Richard Levine


Watching you being born,
spasms of desperation kidnapped
your mother from my wife.

For months you’d disfigured her flesh,
now her sex. In a paper gown,
I stood far yet near at her side,

our intimacy exposed and reduced
to my encouraging – Breathe! Breathe!
We labored together with billowed cheeks,

like toads or Dizzy Gillespie mimes.
But it was no joke, my lover and best friend,
mother-to-be, writhed away on waves

beyond my reach or any way back.
Then, with the desperate grip
of one drowning, she seized my hand.

The midwives, between her parted knees,
held their breath.
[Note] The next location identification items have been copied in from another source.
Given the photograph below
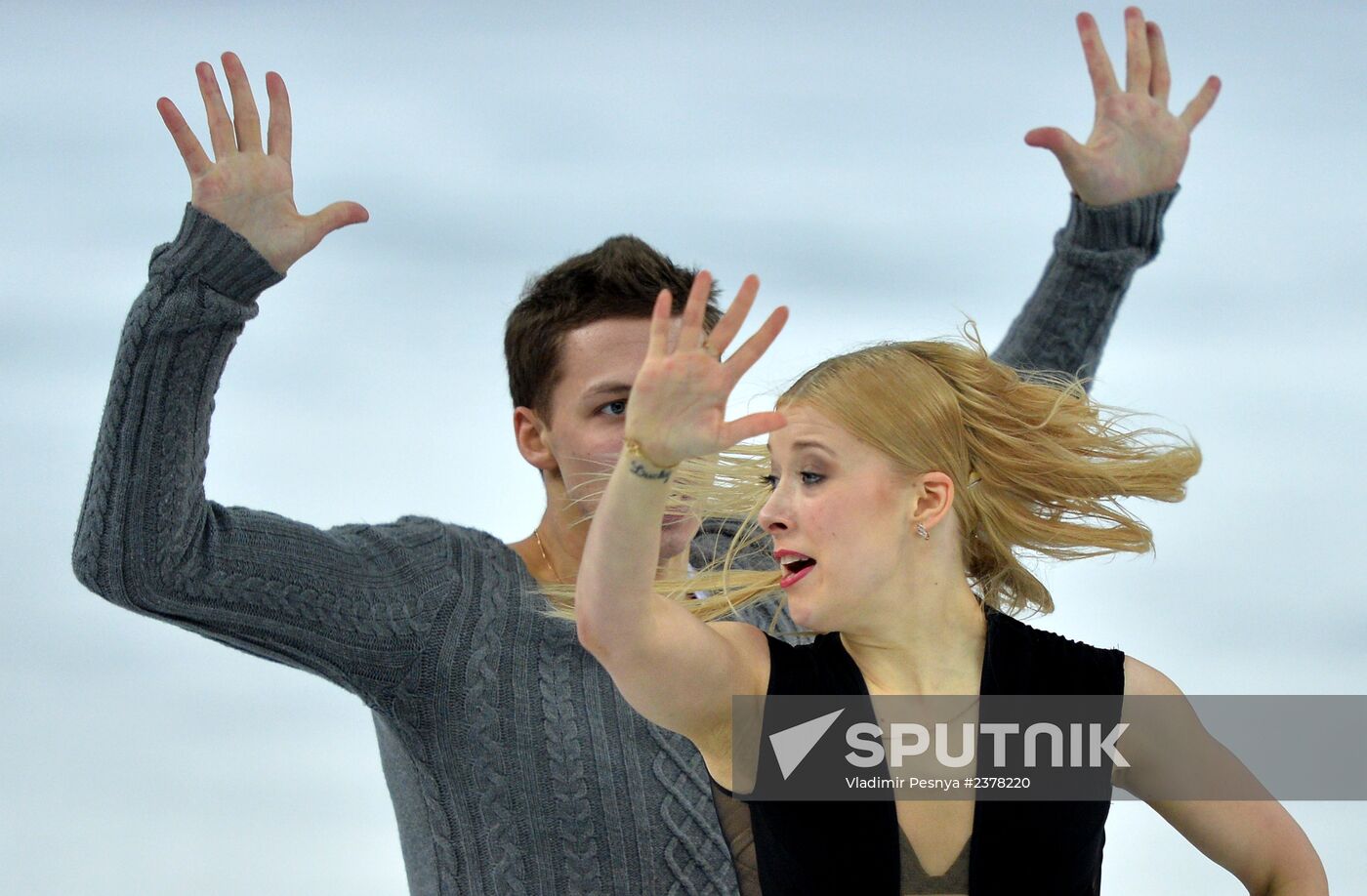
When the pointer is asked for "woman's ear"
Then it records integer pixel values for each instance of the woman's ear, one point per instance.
(933, 498)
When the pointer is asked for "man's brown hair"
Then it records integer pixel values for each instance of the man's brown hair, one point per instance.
(618, 279)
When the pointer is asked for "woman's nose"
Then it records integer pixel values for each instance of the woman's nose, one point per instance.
(772, 515)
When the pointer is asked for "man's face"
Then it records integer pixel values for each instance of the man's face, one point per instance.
(588, 414)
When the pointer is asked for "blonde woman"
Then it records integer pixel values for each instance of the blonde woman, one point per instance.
(897, 489)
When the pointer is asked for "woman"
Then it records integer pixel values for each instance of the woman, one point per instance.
(901, 482)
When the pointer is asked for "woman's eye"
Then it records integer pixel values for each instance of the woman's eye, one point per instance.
(809, 478)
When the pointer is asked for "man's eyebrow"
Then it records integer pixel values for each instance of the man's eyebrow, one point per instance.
(608, 387)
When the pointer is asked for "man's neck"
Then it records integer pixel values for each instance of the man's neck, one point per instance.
(557, 554)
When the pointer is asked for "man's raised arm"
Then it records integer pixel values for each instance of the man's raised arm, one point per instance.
(352, 602)
(1123, 181)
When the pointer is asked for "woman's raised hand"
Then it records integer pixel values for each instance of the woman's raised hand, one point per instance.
(677, 407)
(248, 187)
(1137, 145)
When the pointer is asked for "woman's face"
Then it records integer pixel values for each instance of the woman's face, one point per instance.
(844, 505)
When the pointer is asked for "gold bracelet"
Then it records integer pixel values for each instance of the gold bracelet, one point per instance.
(635, 450)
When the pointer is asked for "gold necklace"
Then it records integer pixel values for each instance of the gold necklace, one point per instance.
(537, 533)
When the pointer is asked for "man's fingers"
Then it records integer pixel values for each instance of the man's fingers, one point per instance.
(246, 122)
(1098, 63)
(1161, 81)
(1137, 52)
(221, 126)
(1200, 104)
(280, 130)
(195, 161)
(1056, 141)
(332, 218)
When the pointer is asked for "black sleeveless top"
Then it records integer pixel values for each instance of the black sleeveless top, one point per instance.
(823, 847)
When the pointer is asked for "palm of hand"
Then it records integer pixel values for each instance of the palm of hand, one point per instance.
(248, 187)
(253, 194)
(683, 396)
(677, 407)
(1137, 145)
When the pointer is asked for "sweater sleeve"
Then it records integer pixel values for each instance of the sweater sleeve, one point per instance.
(1065, 322)
(351, 602)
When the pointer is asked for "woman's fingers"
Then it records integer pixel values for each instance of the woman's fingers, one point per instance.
(1138, 63)
(752, 425)
(195, 160)
(280, 130)
(659, 343)
(730, 324)
(221, 126)
(690, 332)
(1161, 79)
(246, 120)
(1200, 104)
(1098, 63)
(745, 356)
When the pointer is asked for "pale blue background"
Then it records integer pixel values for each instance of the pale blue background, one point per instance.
(865, 160)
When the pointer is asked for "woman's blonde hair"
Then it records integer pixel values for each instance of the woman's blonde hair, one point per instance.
(1038, 468)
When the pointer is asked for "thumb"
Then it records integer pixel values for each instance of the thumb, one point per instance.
(1056, 141)
(337, 216)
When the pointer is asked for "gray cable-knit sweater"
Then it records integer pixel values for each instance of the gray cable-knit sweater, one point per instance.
(513, 762)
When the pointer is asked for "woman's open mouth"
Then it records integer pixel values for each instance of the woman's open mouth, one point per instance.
(796, 571)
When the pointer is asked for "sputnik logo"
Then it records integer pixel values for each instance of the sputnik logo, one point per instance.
(792, 745)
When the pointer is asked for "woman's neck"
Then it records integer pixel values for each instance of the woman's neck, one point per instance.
(930, 639)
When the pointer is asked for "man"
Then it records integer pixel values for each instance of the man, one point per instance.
(513, 763)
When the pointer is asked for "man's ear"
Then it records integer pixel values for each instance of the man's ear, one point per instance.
(533, 438)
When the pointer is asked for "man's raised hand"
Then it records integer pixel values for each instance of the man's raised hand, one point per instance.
(1137, 145)
(248, 187)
The monitors raced
and beeped and blinked red eyes.

It was then I witnessed your head
surfacing, and with the stunningly delicate
violence of one more breath, scream

and push, you were in the room!
Still yoked with birth-slop,
you cried out

in a voice even you had never heard.
It was the voice of sucking air
for the first time, the voice of lungs

spreading like a yawn to fill
the room, and everyone in it
in attendance on you.  Handing me

surgical scissors, a nurse pointed,
“Here,” and I cut us all off
from the way we’d lived a breath ago.

Demonstrating how to hold you,
she placed you supine in my arms –
head in the cup of one hand,

perfect spine in the hammock
support of a forearm – even
as you took hold and support.

We Children

Stealing away from seed catalogues
studied by a January fire,
my mind’s eyes plants me
among days-old seed husks
still clinging to leaves,
unfolding as hands from prayers
already answered as avowed.

Up the flue go the smoke and flame
and longing, to be traveling
the short distances along rows
that make the long journey to harvest.
That’s when I can say: This is spring!
This is the Earth! And we Children
among what is given.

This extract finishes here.